We need to honor the man, and we need to do it league-wide. But Robinson's recognition should remain separate, higher, greater, because his sacrifice was certainly greater (also, once you retire multiple jersey numbers, you're on a slippery slope - just ask the Yankees, who will certainly, eventually, become the first team to issue a triple-digit jersey number. Assuming, of course, that jersey numbers still exist at that point. I mean, in these days of name-specific jerseys, aren't the numbers redundant? The whole point of jersey numbers was to differentiate the players, after all, and the names certainly accomplish that). So I think we should retire the number that people most associate with Hank Aaron - #755. I think every stadium - majors, minors, and the one I pass on I-55 driving to visit my brother - should have "755" prominently displayed on its left'field wall, as Aaron was a left fielder, and since the majority of his home runs, including the record-setting 715th, went to left field.

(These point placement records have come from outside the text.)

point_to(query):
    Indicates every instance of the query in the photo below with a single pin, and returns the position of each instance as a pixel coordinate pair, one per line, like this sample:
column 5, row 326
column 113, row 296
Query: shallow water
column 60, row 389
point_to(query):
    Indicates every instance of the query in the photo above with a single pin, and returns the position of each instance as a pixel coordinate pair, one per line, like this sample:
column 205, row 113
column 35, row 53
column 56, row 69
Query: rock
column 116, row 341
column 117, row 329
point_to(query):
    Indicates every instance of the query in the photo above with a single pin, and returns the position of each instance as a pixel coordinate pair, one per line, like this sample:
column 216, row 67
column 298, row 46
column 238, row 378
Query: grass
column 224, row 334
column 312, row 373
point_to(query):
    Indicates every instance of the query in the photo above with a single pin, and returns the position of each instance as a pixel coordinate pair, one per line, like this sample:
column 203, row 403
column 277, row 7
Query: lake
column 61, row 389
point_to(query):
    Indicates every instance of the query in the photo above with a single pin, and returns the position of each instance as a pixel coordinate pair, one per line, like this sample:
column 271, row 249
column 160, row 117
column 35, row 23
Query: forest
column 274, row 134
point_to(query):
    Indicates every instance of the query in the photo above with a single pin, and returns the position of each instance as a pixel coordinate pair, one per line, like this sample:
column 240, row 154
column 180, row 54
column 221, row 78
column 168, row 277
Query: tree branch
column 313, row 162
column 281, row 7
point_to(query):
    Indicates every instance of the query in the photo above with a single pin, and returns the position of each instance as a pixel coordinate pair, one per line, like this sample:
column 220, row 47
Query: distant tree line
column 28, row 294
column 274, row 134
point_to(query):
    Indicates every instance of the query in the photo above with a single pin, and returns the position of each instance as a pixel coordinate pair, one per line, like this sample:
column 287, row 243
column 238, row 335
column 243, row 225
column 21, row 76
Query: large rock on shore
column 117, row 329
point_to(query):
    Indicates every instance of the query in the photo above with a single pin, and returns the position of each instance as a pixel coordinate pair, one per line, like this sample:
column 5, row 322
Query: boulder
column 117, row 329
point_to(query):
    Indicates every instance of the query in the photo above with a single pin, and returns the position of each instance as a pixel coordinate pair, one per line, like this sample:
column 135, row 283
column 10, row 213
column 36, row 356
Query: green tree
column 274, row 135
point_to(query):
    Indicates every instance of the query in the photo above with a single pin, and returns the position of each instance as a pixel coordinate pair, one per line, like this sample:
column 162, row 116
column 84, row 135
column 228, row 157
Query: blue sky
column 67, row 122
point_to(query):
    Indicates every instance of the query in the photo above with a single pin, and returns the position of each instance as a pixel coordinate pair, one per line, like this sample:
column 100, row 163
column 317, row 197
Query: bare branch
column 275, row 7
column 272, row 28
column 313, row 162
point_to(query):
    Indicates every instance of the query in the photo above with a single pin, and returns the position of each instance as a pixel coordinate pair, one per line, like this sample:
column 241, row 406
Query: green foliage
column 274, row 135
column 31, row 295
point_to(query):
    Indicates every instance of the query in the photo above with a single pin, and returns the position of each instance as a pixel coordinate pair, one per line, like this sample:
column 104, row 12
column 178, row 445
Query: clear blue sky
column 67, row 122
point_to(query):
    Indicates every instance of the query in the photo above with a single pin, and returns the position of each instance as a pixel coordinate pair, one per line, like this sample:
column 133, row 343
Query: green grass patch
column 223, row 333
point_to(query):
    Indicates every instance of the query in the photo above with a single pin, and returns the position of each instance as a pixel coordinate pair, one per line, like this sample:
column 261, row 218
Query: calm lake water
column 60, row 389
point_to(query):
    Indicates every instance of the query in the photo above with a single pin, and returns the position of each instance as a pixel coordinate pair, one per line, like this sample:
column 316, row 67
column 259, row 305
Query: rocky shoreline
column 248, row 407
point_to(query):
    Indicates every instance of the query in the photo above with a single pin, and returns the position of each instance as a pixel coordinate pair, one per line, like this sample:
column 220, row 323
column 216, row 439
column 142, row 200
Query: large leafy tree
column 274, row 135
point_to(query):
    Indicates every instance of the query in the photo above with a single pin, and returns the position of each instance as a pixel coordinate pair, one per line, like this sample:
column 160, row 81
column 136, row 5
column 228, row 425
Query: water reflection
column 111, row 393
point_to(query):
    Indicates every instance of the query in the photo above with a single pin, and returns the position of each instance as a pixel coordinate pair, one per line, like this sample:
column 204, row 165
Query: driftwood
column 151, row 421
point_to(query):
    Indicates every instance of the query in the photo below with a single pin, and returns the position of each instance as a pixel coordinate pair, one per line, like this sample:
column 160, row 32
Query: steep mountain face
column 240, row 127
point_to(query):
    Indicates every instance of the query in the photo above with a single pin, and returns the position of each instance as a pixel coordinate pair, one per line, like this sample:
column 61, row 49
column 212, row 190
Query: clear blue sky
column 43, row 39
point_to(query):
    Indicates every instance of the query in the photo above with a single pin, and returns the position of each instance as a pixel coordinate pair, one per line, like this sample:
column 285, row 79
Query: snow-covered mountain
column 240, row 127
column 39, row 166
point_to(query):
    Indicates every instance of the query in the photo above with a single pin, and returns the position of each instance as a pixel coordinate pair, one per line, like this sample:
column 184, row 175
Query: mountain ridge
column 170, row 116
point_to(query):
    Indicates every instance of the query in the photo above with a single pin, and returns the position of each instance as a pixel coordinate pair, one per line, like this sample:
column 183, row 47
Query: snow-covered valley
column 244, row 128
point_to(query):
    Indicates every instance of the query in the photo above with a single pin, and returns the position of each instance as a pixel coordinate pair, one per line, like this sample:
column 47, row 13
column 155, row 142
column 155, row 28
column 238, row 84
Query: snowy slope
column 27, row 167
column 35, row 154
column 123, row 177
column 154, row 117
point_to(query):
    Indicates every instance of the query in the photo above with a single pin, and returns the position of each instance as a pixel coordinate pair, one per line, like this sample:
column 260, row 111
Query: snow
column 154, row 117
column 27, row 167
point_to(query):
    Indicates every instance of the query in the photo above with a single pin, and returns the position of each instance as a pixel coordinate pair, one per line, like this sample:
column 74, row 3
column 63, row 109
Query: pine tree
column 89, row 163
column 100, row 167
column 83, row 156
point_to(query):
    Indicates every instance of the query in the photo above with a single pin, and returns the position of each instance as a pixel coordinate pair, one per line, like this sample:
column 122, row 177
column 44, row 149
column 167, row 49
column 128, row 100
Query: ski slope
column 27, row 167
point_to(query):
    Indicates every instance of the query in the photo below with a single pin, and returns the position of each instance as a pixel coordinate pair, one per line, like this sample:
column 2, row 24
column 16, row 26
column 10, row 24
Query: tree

Imagine the IMPACT of that - every kid, growing up, that really cared about the game would ask their Dad what that number means. Hopefully they'd learn about his class and dignity, his success in breaking that record despite playing in large ballparks during the most competitive era in baseball history. Father and son might sit down at the computer and fire up the clip of Aaron breaking Ruth's record, a moment that brings so many of us chills, even seeing it for the 1,000th time. 755...everywhere...forever.
I can't see any downside to this. I mean, sure, Barry Bonds IS listed as the all-time home run king, and by doing this we might, you know, effectively push him further into the shadows by celebrating the man he passed instead of him. And yeah, it'd be a real hoot to see his reaction to walking into Petco Park and seeing a giant "755" on the wall, near the position he played, and nothing at ALL about what he and the drugs accomplished, and yeah, maybe that was the whole reason I wrote this - to find a way to teach children that Barry Bonds is a technicality, nothing more than a fact that exists, not a person to be celebrated. Maybe all that is true.
But you have to admit, Hank Aaron WAS a hell of a guy.